He smiled, a little crooked, a little tired. “Even the terrible jokes?”
“Especially the terrible jokes. Though the stories of your secretary will probably haunt me tonight.”
“Oh, she haunts everyone,” he said. “She’s very scary.”
You both laughed, but the sound died down fast, like the moment had suddenly remembered it was trying to mean something else. His gaze dropped, if only for the briefest moment, to your lips. Your heart hammered against your ribs as you waited, hoping, expecting—
“I should let you get some sleep,” he said. But instead of stepping back, he stepped closer.
Your breath caught as his hand rose—slow, deliberate—coming to rest gently at the back of your head. But instead of the dreamy kiss you’d hoped for, he kissed your forehead. Not your mouth. Not even your cheek. Your forehead.
The kiss was soft, warm—overflowing with care. But not the kind you’d been waiting for. It was tender, almost reverent, and somehow, it left you feeling strangely hollow.
“Sleep well,” he murmured against your skin before pulling back. And then he turned—just like that—and walked back to the car. No glance over his shoulder. No hesitation. No second thought.
Inside your apartment, you leaned against the closed door, jacket still damp against your shoulders. You touched your forehead, where his lips had been. It had been sweet. Really, it had. Just… not what you’d expected. Not what you’d wanted.

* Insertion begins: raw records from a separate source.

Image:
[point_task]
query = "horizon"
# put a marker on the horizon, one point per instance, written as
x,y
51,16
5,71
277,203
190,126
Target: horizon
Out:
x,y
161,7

You let your head fall back against the door with a soft thud. Why hadn’t he kissed you? Why would he do all that just to not... kiss you?
You’d been so sure. The way he’d looked at you over dinner. The way he’d held you during that ridiculous dance. The way it had all felt like a slow build to something. And you wanted that something.
But maybe that was the problem. Maybe you were just another commission to him after all, something to be handled with care but ultimately kept at arm’s length.
It shouldn’t have stung the way it did. But it did.
More than you cared to admit.
── ⟢ ・⸝⸝
Monday morning arrived under a gray drizzle that matched your mood a little too perfectly. You stepped into a puddle on the way out, got your umbrella stuck in a doorway because you’d forgotten it was open, and then someone on the subway sneezed directly in your direction. It was that kind of morning.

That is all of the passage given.